1 Existing-home sales, which include single-family, townhomes, condominiums and co-ops, are based on transaction closings from Multiple Listing Services. Changes in sales trends outside of MLSs are not captured in the monthly series. NAR rebenchmarks home sales periodically using other sources to assess overall home sales trends, including sales not reported by MLSs.
Existing-home sales, based on closings, differ from the U.S. Census Bureau’s series on new single-family home sales, which are based on contracts or the acceptance of a deposit. Because of these differences, it is not uncommon for each series to move in different directions in the same month. In addition, existing-home sales, which account for more than 90% of total home sales, are based on a much larger data sample – about 40% of multiple listing service data each month – and typically are not subject to large prior-month revisions.

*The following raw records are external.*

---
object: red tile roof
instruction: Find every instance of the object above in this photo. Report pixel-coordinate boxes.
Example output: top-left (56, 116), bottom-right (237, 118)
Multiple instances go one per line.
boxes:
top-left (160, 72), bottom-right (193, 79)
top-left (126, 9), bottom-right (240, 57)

The annual rate for a particular month represents what the total number of actual sales for a year would be if the relative pace for that month were maintained for 12 consecutive months. Seasonally adjusted annual rates are used in reporting monthly data to factor out seasonal variations in resale activity. For example, home sales volume is normally higher in the summer than in the winter, primarily because of differences in the weather and family buying patterns. However, seasonal factors cannot compensate for abnormal weather patterns.
Single-family data collection began monthly in 1968, while condo data collection began quarterly in 1981; the series were combined in 1999 when monthly collection of condo data began. Prior to this period, single-family homes accounted for more than nine out of 10 purchases. Historic comparisons for total home sales prior to 1999 are based on monthly single-family sales, combined with the corresponding quarterly sales rate for condos.
2 The median price is where half sold for more and half sold for less; medians are more typical of market conditions than average prices, which are skewed higher by a relatively small share of upper-end transactions. The only valid comparisons for median prices are with the same period a year earlier due to seasonality in buying patterns. Month-to-month comparisons do not compensate for seasonal changes, especially for the timing of family buying patterns. Changes in the composition of sales can distort median price data. Year-ago median and mean prices sometimes are revised in an automated process if additional data is received.
The national median condo/co-op price often is higher than the median single-family home price because condos are concentrated in higher-cost housing markets. However, in a given area, single-family homes typically sell for more than condos as seen in NAR’s quarterly metro area price reports.
3 Total inventory and month’s supply data are available back through 1999, while single-family inventory and month’s supply are available back to 1982 (prior to 1999, single-family sales accounted for more than 90% of transactions and condos were measured only on a quarterly basis).
4 Survey results represent owner-occupants and differ from separately reported monthly findings from NAR’s REALTORS® Confidence Index, which include all types of buyers. Investors are under-represented in the annual study because survey questionnaires are mailed to the addresses of the property purchased and generally are not returned by absentee owners. Results include both new and existing homes.
5 Distressed sales (foreclosures and short sales), days on market, first-time buyers, all-cash transactions and investors are from a monthly survey for the NAR’s REALTORS® Confidence Index, posted at nar.realtor.